NADA held its full-year outlook steady. “Looking ahead to the rest of 2026, our forecast for new light-vehicle sales remains at 16.0 million units,” Manzi wrote in the report.
Conventional hybrids remained the market’s standout. Hybrid sales through the first half of 2026 totaled 1.21 million units, up 19.4% from the first half of 2025, and hybrids reached 15.4% of the market over that span, an increase of 2.9 percentage points from a year earlier.
“Sales of conventional hybrid vehicles continue to be red hot,” Manzi wrote.
Battery electric vehicles moved the other way. BEV sales fell 25.1% year over year through the first half of 2026, and BEV market share declined 1.7 percentage points from the same period in 2025. In June, plug-in hybrids accounted for 1.2% of the market, fuel cell vehicles for 0.0% and internal combustion engines still powered 77.6% of new light-vehicle sales.
Rising prices and payments continued to narrow the active buying pool. JD Power estimated the average monthly payment on a new-vehicle finance contract at $813 in June, up 3.4% year over year and the highest ever recorded for any June. OEM incentive spending also increased, with JD Power estimating average incentive spending per unit at $3,217 in June, up 12.7% from a year earlier.
More buyers stretched their loan terms to keep payments manageable. JD Power estimated that 13.6% of new-vehicle loans now carry terms of 84 months or longer, up from 13.4% in May.
USMCA Left Unrenewed as Auto Groups Seek Extension
Manzi’s report noted that the United States will not renew the U.S.-Mexico-Canada Agreement in its current form. Negotiations between the United States and Mexico are set to continue through July 20, with no date yet set for talks between the United States and Canada.
As CollisionWeek reported, U.S. Trade Representative Jamieson Greer said after the July 1 joint review that Washington would not renew the pact in its current form, though the agreement remains in force.

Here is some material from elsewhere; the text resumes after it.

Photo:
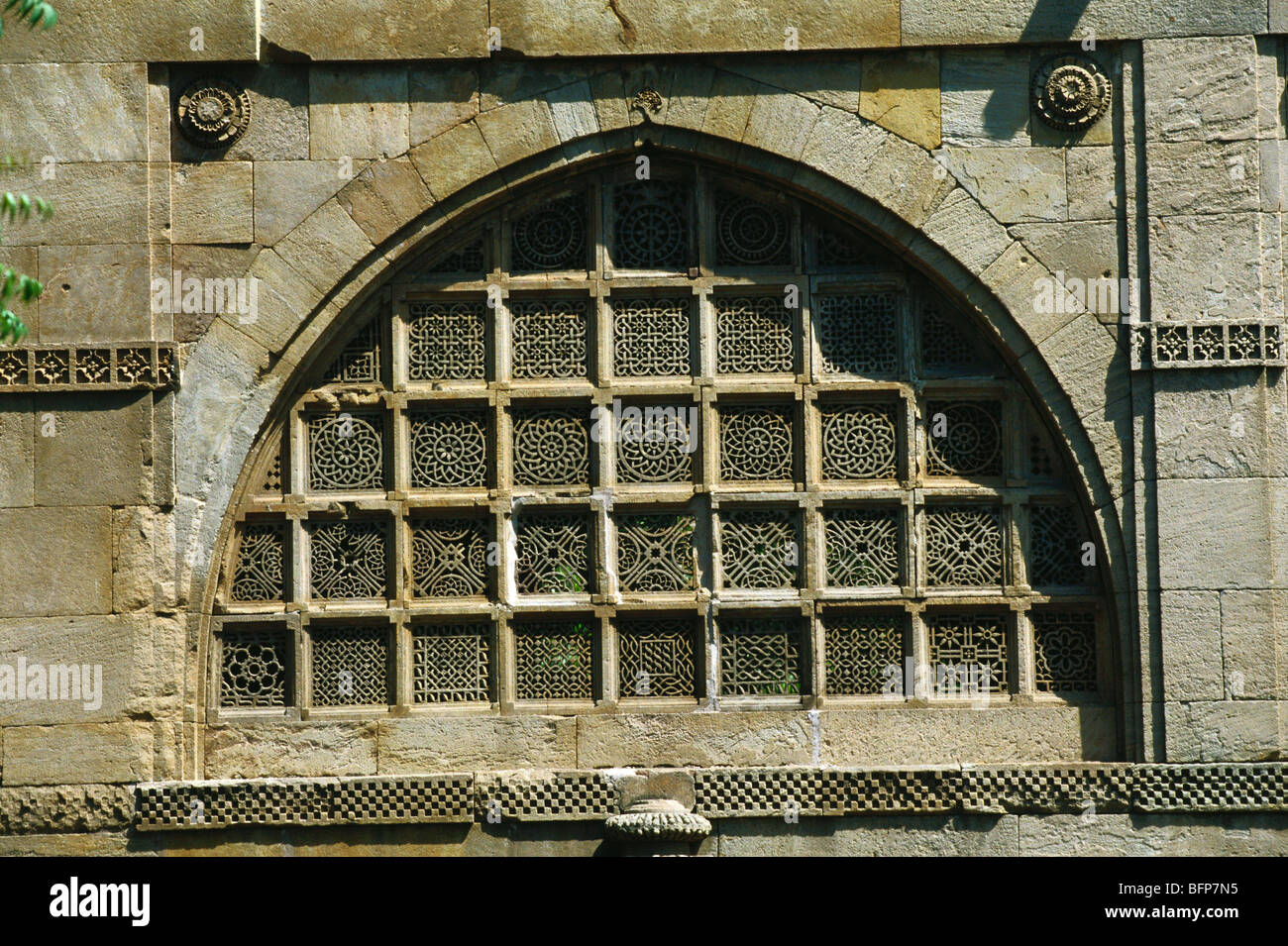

NADA was among a coalition of automotive trade groups that urged the three governments to reach an extension rather than let the agreement’s terms lapse. The pact’s automotive rules of origin, along with the Section 232 tariffs layered atop them, govern a supply chain in which Canada and Mexico together account for roughly 30% of the auto parts used in the United States.
Segment and Manufacturer Share
Crossovers held the largest segment share in June at 49.0%, followed by pickups at 18.8%, SUVs at 10.6%, small cars at 7.3%, mid-size and large cars at 6.8%, vans at 4.9% and luxury cars at 2.5%.
Toyota, GM and Ford continued to hold the largest U.S. market shares. On a year-to-date basis, Toyota, Stellantis, Honda, Nissan, Hyundai-Kia, BMW, Volkswagen and Mazda posted share gains, while GM, Ford, Tesla, Subaru and Mercedes-Benz lost ground, as did an “Other” group comprising Jaguar/Land Rover, Lucid, Mitsubishi, Rivian and Volvo. Volkswagen and Mazda flipped to gainers after losing year-to-date share in the April report.
Total light-vehicle SAAR for June was 16.52 million units, up 4.4% year over year. Total car SAAR stood at 2.70 million units, up 1.5%, while total light-truck SAAR reached 13.82 million units, up 4.9%. Domestic light-vehicle SAAR was 12.69 million units, up 2.6%, and import light-vehicle SAAR totaled 3.83 million units, up 10.7%. The year-to-date picture stayed weaker: car SAAR was down 8.7% and import SAAR down 6.2%, against smaller declines of 1.4% for light trucks and 1.5% for domestic vehicles.